Here is another article on the big cities: NYC is dead forever…Here’s why. This is the first section, but each is better and shows he understands the dynamicL

"I love NYC. When I first moved to NYC, it was a dream come true. Every corner was like a theater production happening right in front of me. So much personality, so many stories.

Every subculture I loved was in NYC. I could play chess all day and night. I could go to comedy clubs. I could start any type of business. I could meet people. I had family, friends, opportunities. No matter what happened to me, NYC was a net I could fall back on and bounce back up.

Now it’s completely dead.

“But NYC always always bounces back.” No. Not this time.

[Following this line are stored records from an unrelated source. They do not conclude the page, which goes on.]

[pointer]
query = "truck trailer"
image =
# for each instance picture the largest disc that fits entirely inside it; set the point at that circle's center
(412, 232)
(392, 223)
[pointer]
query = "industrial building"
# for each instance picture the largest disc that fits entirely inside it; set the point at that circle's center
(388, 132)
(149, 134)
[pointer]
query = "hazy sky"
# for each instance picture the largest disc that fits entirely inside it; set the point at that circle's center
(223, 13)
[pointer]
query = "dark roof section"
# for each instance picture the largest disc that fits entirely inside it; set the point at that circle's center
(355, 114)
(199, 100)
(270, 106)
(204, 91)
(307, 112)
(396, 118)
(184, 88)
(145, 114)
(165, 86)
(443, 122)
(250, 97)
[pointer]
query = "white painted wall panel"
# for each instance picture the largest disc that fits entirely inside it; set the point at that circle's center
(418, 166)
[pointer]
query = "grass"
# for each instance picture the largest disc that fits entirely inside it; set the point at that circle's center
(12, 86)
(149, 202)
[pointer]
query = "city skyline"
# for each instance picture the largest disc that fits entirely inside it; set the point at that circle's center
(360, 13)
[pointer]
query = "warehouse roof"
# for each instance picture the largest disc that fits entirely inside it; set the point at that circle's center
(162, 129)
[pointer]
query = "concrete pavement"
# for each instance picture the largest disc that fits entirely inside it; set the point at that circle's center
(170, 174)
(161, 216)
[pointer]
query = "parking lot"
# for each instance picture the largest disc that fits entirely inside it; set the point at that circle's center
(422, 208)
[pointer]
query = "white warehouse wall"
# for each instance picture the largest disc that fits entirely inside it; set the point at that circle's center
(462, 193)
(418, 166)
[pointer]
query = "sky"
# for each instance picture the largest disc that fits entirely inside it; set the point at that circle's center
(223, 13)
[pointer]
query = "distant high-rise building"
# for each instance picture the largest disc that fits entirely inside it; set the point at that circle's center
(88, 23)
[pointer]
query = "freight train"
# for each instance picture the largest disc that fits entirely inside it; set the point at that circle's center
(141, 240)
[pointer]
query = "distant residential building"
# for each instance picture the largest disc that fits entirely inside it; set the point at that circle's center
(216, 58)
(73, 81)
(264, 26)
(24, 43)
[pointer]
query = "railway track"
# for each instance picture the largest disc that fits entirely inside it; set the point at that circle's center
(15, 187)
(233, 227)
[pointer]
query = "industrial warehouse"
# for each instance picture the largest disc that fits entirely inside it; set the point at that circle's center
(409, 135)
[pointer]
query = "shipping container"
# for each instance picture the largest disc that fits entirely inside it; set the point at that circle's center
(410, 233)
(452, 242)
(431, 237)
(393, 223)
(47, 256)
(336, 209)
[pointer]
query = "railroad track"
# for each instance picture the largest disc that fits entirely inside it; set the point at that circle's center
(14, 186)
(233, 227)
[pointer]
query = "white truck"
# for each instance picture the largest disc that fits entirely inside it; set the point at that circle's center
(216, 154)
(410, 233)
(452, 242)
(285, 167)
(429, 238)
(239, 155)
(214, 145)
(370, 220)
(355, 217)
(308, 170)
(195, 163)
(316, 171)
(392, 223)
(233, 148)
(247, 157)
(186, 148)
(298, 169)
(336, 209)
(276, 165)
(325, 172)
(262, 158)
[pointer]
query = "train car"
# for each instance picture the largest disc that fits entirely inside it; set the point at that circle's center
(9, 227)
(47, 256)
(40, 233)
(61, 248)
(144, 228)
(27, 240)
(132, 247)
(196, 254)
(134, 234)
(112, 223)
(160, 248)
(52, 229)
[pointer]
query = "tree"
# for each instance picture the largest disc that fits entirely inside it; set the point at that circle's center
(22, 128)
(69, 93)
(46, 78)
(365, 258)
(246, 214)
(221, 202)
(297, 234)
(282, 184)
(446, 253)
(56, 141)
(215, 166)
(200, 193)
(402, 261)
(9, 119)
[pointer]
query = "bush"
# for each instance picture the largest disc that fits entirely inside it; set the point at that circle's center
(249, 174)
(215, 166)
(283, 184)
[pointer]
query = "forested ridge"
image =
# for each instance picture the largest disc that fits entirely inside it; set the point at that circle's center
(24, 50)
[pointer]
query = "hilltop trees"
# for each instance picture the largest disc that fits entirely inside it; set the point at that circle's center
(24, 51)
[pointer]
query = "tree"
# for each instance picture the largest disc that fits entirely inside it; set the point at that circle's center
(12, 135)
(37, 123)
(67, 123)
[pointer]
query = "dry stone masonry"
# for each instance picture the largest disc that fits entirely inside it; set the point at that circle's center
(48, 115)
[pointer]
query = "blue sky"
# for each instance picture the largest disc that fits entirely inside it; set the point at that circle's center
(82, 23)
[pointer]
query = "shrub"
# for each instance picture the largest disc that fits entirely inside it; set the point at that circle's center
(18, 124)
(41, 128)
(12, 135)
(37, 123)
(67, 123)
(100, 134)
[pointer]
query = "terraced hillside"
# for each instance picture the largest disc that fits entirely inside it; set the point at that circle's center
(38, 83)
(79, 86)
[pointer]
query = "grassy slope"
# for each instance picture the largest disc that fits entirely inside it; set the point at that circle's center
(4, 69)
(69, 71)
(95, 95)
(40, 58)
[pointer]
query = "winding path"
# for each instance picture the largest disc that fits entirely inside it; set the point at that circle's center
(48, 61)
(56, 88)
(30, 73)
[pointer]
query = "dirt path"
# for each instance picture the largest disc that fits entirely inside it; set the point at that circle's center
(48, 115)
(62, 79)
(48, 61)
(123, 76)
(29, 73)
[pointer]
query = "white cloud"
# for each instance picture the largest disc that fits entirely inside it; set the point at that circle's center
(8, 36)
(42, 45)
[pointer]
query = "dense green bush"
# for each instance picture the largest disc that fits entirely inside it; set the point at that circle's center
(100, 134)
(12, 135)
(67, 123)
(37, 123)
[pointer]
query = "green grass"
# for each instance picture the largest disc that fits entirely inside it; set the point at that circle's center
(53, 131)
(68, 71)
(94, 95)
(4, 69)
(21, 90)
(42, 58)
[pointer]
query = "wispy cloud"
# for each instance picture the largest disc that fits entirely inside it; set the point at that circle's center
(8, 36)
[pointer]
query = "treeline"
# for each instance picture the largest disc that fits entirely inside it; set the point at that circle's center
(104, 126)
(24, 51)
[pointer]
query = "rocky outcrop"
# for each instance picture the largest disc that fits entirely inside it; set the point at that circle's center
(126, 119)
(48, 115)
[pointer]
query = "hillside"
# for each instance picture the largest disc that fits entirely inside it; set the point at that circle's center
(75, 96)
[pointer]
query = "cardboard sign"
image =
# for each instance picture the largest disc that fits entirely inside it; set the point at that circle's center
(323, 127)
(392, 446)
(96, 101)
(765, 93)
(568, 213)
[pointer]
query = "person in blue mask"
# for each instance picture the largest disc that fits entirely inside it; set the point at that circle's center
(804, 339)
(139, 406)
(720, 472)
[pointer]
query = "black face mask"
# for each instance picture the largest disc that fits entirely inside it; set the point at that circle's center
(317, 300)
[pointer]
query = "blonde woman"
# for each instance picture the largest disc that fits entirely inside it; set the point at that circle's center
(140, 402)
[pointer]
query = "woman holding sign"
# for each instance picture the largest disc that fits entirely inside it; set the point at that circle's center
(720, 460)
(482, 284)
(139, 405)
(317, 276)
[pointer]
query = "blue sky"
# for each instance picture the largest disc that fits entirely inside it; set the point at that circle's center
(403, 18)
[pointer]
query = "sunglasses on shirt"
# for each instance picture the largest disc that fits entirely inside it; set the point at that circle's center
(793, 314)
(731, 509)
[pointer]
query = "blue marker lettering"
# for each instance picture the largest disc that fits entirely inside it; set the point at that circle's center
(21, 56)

“But NYC is the center of the financial universe. Opportunities will flourish here again.” Not this time.

“NYC has experienced worse.” No it hasn’t.

A Facebook group formed a few weeks ago that was for people who were planning a move and wanted others to talk to and ask advice from. Within two or three days it had about 10,000 members.

Every day I see more and more posts, “I’ve been in NYC forever but I guess this time I have to say goodbye.” Every single day I see those posts. I’ve been screenshotting them for my scrapbook.

Three of the most important reasons to move to NYC:

  • Business opportunities
  • Culture
  • Food

And, of course, friends. But if everything I say below is even 1/10 of what I think, then there won’t be as many opportunities to make friends"

By James Altucher.

It seems so prescient. He could be wrong, but my view from Hammand with the flood from Chicago, makes me think he is right. Our cities will never be the same.